In Rust that is an intentional choice you can make, rather than a constraint of the language’s history. If we do not need to know the type itself, we just write the trait bound as we usually would.
But if we do need that knowledge, we can peek beneath the hood, and treat the associated type like a parameter. They are essentially a shortcut to turn a function (method) into an object.
Before Java 8 came along, that required a dedicated (often anonymous) class, and a lot of notation. Other than some fine points in notation (lack of braces, …) the Rust code looks very similar to what we would write in Java.
Effectively, any interface that only lacks a default implementation for a single method can serve as the target for a lambda expression. The chief reason for this might be that the function receives ownership of an object, and destroys it once it completes.
The first one (defined in invoke_with_once_closure) actively takes ownership of a variable, and thus is forced to implement the weakest of the three traits, Nonce. This added complexity serves a rather simple purpose: Keeping track of what lives for how long.
Imagine referencing a local variable in a closure, and having the containing block exit, thus destroying the value. Java has decided to cut down the complexity by omitting the trickier cases of Input and Nonce.
Thus, the closure would reference a dead value, and bad things would happen. Also note that this function uses the imply Trait return type previously discussed.
Any language worth its salt needs a user-friendly error handling strategy. The then-novel concept of exceptions takes center stage in its error handling strategy.
Generally speaking, a method will throw an Exception to signal an error condition. That aborts the execution of the current method, and “skips back” on the stack to a matching handler.
This is a very convenient model for the developer, only slightly hampered by the overhead of doing throws declarations. So it stands to reason that Rust would favor another way to handle errors over raising exceptions: Encoding the success or failure of an operation into the returned value.
In essence, the above code fragment expresses the same thing as this Java signature: The key difference here is that the failure does not propagate automatically up the stack: There is no need for special logic to find an exception handler.
At the intro of this chapter, we mentioned that Rust does not like to produce backtracks or deal with “abrupt exits” of functions. It is not the preferred way to handle things in Rust, and mostly used for cases when the error is on the level of a failed assertion.

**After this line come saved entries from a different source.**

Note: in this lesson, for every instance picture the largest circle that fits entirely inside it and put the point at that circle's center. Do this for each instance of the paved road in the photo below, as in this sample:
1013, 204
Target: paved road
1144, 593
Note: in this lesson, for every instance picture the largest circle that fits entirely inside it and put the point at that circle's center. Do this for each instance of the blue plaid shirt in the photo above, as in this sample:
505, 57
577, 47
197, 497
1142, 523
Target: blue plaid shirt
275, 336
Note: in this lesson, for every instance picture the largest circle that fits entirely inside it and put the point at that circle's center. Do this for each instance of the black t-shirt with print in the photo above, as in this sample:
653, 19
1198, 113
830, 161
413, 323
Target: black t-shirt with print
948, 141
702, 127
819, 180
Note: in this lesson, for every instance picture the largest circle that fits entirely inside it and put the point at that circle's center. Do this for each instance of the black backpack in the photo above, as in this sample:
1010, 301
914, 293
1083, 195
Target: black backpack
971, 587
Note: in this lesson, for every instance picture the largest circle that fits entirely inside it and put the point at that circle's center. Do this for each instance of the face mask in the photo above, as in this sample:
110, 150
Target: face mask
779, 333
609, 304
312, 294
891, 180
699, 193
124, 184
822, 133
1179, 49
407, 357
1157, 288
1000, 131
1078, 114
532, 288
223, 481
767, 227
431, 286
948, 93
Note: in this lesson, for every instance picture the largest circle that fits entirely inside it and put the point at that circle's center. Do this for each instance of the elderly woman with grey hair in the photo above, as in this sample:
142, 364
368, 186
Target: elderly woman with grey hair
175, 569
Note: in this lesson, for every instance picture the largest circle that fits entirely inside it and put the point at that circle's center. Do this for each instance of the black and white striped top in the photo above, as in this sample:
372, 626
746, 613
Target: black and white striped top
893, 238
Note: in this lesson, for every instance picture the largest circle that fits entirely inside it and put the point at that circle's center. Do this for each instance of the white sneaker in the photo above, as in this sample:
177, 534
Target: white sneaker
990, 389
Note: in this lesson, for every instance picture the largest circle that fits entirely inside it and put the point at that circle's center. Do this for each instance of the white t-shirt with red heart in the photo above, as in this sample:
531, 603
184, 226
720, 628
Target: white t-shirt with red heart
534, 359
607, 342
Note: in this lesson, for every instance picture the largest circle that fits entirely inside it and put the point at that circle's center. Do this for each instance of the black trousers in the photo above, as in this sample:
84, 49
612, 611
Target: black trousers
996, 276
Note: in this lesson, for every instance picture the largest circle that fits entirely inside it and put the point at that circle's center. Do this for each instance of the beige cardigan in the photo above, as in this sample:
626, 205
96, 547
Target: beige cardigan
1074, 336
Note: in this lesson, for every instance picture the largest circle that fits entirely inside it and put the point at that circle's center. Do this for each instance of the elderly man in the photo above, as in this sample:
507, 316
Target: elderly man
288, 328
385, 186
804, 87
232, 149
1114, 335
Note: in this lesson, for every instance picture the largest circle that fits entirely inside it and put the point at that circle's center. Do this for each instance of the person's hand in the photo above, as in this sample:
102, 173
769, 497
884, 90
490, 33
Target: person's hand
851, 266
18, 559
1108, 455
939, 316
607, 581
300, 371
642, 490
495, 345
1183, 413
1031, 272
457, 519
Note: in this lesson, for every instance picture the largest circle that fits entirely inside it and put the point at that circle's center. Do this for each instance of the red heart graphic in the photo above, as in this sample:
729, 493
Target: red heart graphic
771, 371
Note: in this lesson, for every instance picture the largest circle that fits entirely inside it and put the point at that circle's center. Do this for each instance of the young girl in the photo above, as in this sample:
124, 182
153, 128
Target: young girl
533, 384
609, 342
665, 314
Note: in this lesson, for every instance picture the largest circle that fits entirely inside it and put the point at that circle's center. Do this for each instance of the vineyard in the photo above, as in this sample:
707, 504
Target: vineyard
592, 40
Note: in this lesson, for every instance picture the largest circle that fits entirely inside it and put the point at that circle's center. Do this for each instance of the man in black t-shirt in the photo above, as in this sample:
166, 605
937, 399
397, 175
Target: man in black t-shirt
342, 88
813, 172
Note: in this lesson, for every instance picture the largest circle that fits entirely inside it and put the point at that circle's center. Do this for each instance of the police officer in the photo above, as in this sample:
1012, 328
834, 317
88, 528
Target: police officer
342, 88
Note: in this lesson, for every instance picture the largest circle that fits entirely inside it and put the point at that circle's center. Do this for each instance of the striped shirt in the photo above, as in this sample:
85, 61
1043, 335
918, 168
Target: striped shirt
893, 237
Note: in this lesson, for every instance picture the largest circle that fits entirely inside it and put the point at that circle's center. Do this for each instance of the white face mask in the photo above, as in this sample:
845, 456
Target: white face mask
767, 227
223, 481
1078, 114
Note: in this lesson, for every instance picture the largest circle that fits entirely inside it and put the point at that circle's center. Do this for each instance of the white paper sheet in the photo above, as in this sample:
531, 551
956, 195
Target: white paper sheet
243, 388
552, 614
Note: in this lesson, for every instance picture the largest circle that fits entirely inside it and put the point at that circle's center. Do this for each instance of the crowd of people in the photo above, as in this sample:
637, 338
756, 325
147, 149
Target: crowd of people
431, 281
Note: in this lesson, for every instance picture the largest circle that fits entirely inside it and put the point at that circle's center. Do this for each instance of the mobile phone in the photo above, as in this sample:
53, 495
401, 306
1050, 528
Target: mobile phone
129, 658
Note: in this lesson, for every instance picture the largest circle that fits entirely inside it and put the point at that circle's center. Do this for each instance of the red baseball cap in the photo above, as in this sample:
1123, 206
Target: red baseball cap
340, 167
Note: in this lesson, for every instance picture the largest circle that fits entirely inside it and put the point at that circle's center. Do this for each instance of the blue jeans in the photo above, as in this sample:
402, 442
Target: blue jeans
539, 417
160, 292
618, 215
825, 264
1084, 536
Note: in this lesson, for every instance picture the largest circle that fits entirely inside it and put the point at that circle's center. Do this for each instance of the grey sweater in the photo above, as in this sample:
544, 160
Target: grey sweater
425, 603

Panics are a debugging tool and not the proper way to handle errors. You can actually “catch” a panic if you employ some functions in the standard library, but there is usually little benefit in doing so.
Currently, there are two chief approaches to this: (Thread-based) parallel computation, and concurrent execution. Both have close relatives in Rust, and both have one major constraint: the ability to share data securely between threads.
Whole classes of common errors are completely eliminated by the language rules, which is no small feat. For those who regularly truck with sun.misc. Unsafe, a peek at the unsafe sub-language in the Rustonomicon might get the creative juices flowing.